21 de dezembro de 2013 Conversas

“Este evento, proposto por alunos representantes das cinco habilitações da Escola de Teatro da UNIRIO, tem como ponto de partida o desejo de organizar um festival integrado da Escola de Teatro, no qual os alunos dos diversos cursos poderão expor seus processos de trabalho em andamento, espetáculos apresentados nas PMTs, projetos de iniciação científica e extensão, bem como participar de oficinas, workshops e seminários interdisciplinares, com a presença de professores da casa e de convidados externos. Nesse sentido, ressalta-se o intercâmbio de ideias, produções e abordagens que, no decorrer do evento, será priorizado no bojo das atividades que terão lugar neste período, possibilitando a formação de novos laços e trocas entre grupos e companhias, pesquisadores e professores, sublinhando o caráter plural e de articulação da Universidade.”

DÂMARIS e MARIANA: O texto acima é a descrição do festival no site do FITU. Como se deu essa ideia e a articulação entre os cursos, alunos, professores e público?

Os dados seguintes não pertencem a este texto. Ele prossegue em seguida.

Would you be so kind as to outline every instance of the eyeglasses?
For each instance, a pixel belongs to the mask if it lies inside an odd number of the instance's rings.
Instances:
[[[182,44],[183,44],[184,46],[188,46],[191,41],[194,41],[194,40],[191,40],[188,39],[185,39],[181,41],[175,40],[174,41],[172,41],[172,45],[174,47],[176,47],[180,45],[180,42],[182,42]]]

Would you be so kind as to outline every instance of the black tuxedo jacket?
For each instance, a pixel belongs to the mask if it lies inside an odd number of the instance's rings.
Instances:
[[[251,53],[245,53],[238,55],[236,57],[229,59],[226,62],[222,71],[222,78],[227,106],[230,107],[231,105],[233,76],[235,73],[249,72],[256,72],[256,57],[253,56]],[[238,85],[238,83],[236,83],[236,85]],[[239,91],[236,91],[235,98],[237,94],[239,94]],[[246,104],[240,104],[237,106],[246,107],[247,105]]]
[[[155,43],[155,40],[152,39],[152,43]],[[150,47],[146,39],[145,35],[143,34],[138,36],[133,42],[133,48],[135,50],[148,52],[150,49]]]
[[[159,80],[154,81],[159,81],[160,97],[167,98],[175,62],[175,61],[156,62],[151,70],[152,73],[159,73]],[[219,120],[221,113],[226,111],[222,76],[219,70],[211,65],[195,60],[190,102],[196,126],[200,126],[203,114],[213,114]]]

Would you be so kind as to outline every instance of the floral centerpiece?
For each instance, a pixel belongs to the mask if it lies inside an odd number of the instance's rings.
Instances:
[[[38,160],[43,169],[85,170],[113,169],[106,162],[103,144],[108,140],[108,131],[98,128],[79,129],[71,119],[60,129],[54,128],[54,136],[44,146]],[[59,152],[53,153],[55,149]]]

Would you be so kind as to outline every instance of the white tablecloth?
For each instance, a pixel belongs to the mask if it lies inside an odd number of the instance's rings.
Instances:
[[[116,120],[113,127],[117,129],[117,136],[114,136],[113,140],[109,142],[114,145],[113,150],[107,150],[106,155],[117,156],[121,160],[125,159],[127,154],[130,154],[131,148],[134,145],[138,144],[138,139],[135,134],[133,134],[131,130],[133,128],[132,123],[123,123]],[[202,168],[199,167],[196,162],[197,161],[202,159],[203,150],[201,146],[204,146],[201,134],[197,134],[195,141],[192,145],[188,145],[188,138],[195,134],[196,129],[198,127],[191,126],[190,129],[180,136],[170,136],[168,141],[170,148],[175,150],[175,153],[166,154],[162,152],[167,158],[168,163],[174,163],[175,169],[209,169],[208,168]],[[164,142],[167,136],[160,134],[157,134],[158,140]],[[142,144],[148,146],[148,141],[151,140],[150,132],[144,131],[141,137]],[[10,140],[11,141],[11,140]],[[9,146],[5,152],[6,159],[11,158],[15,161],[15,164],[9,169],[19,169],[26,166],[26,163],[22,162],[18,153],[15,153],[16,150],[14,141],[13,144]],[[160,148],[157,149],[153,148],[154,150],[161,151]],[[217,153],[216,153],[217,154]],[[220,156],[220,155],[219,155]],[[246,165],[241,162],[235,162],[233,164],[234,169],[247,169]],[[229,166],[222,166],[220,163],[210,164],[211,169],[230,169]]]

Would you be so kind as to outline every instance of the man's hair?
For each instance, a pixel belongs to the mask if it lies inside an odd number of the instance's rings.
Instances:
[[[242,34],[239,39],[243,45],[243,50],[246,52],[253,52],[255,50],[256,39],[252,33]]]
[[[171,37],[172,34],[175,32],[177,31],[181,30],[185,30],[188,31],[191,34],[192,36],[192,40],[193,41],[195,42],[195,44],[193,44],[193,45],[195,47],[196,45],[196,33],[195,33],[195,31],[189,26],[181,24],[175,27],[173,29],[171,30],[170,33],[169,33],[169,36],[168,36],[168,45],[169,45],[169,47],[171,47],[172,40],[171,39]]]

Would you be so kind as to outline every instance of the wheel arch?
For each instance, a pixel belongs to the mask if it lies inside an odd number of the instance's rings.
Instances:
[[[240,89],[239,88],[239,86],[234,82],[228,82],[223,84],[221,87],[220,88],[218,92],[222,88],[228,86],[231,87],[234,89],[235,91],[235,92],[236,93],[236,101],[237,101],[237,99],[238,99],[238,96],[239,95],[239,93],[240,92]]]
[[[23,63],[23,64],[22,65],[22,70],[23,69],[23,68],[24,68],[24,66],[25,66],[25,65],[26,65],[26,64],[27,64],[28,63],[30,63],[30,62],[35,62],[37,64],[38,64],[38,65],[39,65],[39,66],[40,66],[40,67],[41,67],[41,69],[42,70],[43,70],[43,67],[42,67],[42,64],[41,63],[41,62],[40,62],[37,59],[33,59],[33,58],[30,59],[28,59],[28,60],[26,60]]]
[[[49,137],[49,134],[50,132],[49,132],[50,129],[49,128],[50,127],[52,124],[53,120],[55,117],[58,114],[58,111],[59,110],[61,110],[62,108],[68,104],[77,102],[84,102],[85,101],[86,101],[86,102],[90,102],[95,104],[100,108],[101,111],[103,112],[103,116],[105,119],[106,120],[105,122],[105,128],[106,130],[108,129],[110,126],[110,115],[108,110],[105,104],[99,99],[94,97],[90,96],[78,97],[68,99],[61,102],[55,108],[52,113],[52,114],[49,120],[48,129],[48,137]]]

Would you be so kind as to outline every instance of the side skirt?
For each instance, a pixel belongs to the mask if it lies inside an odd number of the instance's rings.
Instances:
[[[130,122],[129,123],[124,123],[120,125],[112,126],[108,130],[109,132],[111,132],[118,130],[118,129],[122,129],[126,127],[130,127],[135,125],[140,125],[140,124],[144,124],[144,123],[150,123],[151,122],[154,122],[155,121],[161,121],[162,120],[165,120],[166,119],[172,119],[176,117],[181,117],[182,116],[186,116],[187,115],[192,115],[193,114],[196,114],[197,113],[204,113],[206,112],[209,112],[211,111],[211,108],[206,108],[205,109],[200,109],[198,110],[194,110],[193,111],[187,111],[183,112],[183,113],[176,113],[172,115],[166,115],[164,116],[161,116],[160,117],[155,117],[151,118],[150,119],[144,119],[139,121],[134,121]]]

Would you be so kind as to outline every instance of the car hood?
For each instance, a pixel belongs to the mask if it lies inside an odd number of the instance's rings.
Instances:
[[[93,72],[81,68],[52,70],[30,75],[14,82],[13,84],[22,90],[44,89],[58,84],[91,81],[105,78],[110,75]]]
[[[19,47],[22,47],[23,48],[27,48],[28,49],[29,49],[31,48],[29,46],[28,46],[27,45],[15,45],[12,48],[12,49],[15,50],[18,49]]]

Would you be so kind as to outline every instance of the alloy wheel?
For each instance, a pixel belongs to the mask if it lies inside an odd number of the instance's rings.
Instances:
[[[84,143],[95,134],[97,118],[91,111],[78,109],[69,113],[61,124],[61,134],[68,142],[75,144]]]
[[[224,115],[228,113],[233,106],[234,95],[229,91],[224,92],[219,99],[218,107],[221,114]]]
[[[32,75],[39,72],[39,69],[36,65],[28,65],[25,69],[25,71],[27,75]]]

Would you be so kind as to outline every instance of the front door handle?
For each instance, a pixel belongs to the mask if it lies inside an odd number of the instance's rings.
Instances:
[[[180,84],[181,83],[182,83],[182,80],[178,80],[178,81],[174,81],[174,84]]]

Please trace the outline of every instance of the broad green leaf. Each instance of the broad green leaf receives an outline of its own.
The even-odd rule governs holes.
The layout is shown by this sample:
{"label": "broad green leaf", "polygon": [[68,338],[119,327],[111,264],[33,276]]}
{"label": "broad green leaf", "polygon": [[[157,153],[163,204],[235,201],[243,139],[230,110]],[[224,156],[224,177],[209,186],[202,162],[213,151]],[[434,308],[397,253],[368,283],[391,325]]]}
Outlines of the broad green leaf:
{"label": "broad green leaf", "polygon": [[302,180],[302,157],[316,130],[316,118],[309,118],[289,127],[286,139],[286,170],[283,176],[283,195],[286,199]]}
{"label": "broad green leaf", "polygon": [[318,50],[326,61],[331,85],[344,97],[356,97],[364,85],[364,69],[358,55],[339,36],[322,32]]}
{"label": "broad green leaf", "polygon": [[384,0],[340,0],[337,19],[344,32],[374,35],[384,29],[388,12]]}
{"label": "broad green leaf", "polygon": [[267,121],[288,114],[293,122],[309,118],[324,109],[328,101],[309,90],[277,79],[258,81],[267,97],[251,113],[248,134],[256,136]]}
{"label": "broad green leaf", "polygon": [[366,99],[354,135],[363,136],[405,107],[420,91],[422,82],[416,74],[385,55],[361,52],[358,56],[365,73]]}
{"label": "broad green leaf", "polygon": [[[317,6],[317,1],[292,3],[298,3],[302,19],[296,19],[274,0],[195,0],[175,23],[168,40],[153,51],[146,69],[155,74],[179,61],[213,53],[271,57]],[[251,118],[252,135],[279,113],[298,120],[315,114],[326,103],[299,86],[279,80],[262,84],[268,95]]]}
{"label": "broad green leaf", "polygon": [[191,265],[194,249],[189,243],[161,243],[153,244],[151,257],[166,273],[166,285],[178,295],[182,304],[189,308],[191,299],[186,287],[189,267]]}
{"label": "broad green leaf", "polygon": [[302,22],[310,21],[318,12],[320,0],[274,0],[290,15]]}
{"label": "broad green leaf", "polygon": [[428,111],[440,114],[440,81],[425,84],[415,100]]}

EQUIPE FITU: De modo geral, o FITU é fruto de uma série de indagações e discussões iniciadas em 2012, no interior de uma disciplina do curso de Estética e Teoria do Teatro, da UNIRIO, no qual, frequentemente, nos perguntávamos pelo nosso papel e nossas possibilidades de atuação/intervenção em um curso superior de Artes Cênicas, enquanto críticos, atores, diretores, professores ou cenógrafos. Por outro lado, inúmeros alunos tinham o desejo de construir uma mostra coletiva, na qual pudéssemos abrir as portas da Escola para o público externo, construir espaços de diálogo entre nós e a comunidade e entre os próprios alunos, problematizando os (des)encontros, as fronteiras esgarçadas (mas ainda existentes) entre as habilitações – a despeito de uma formação teórica repleta de interseções. O evento, nesse sentido, foi a tentativa de responder a estes desejos e problemas, propondo outros modos de ocupação dos espaços da universidade, bem como novas dinâmicas de sociabilidade que embaralhassem um pouco as cartas distribuídas pela vinculação de cada aluno a um departamento.

Um primeiro esboço dessa resposta se deu em 2012 mesmo, quando organizamos, ainda no seio de uma disciplina da grade de Teoria do Teatro, Iniciação à Prática de Montagem Teatral, em que os alunos-teóricos discutem sua inserção nas montagens da Escola, um seminário intitulado “Práticas de montagem: Qual é o seu papel?”. Nesta ocasião, convidamos professores de todos os cinco departamentos do curso de Artes Cênicas, com vista a (re)pensar estas margens e uma espécie de “topografia” desses lugares de atuação, e o modo pelo qual, em uma escola de teatro de excelência como a UNIRIO, os diálogos podem ser sempre afinados, para além de toda territorialização departamental.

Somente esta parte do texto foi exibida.